Most didn’t recognize Jake Kumerow at first, partially due to the long brown hair hiding his nameplate.
However, the former University of Wisconsin-Whitewater receiver left a strong impression on everyone in attendance at Nitschke Field on Friday with a strong showing in both the team’s two-minute offense and pass-under-pressure periods.
The 6-foot-4, 209-pound receiver made three impressive catches during the third-team offense’s two-minute series, helping set up an eventual 15-yard touchdown pass from DeShone Kizer to Robert Tonyan to end the drill.
In the next period, Kumerow slipped between the cornerback and safety on a corner route to make a leaping grab on a pass from Brett Hundley to end his best day in a Packers’ uniform.
“It feels good to get a few catches under your belt going into the rest of camp,” Kumerow said. “The more plays you make, the better. And I’m just trying to do that every day. Hopefully tomorrow I come out and have another good day.”
Football is in the fabric of Kumerow’s family. His father, Eric, was the first-round pick of the Miami Dolphins in 1988. His uncle, John Bosa, also played three seasons for the Dolphins, while cousin, Joey, was the NFL Defensive Rookie of the Year after being the second overall pick in the 2017 draft.
Kumerow has frequent conversations with his father, who is quick to remind his son how much easier he has it today than when Eric spent his camps in the Miami heat every summer. He’s also there to give advice, provide a pep talk and debrief after long practice days.
Kumerow, who started his college career at Illinois, transferred after his freshman year to Whitewater, where he became the school’s second all-time leading receiver. Despite having NCAA Division III roots, Kumerow always felt following in his father’s NFL footsteps was an obtainable goal.
To Kumerow, he’s not a D-III receiver when he steps on an NFL practice field. He’s just another hungry receiver trying to make plays, which is exactly what he did on Friday.
“It builds confidence within him first of all and we all see that,” said receiver Geronimo Allison, a former undrafted free agent out of Illinois. “I always talk with Jake. Any questions Jake has, he comes to me before somebody else because we have that Illinois connection, him growing up in Illinois and played with some of my (teammates). Jake is a guy like me who doesn’t talk much, but goes out there, shows up and makes plays.”
After entering the league as an undrafted free agent in 2015, Kumerow spent a majority of his first two NFL seasons on the Cincinnati Bengals’ practice squad before getting a call-up to the active roster near the end of the 2016 season.

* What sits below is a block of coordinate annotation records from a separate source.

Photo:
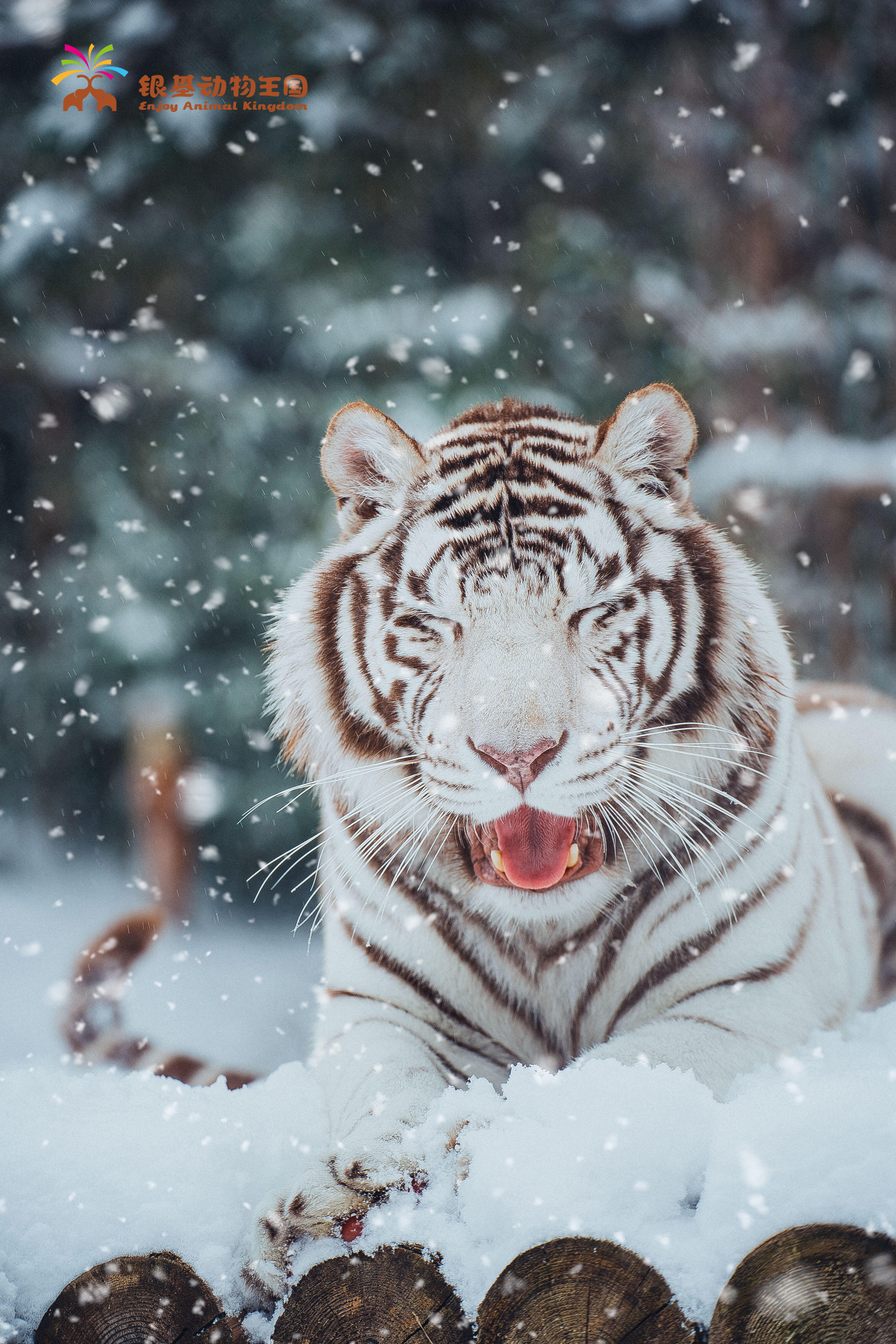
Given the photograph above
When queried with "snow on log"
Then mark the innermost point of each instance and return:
(809, 1286)
(577, 1290)
(393, 1295)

He landed in Green Bay last December after a brief stint on New England’s practice squad, signing a futures contract with the Packers after the 2017 season.
Kumerow was watching when the Packers drafted three receivers – J’Mon Moore, Marquez Valdes-Scantling and Equanimeous St. Brown – last spring and was neither disappointed nor surprised by the news. Really, he expected it.
The long odds don’t bother Kumerow, a good attribute to possess when battling seven other receivers who were drafted for a place on the roster.
“I didn’t really care, because I knew they were going to,” Kumerow said. “Even if they drafted them or not, I was going to come out here and bust my butt regardless. So I’m going to come out here with the attitude to try and show these coaches that we can do that.”
Kumerow knows one practice doesn’t guarantee a spot on an NFL roster. His performance on Friday is only as good as how he builds on it during Saturday’s padded work.
Still, the opportunity is there for Kumerow and all of the rookie and first-year receivers to make a run at a spot behind Randall Cobb and Davante Adams.
“For the young guys, it’s all mental and I think they’re starting to realize that with the way our schedule is, we’re on the practice field for an hour and a half, two hours, but we’re in meetings for eight or nine hours a day,” Cobb said. “That’s the most important part of this game, it’s 90 percent mental.”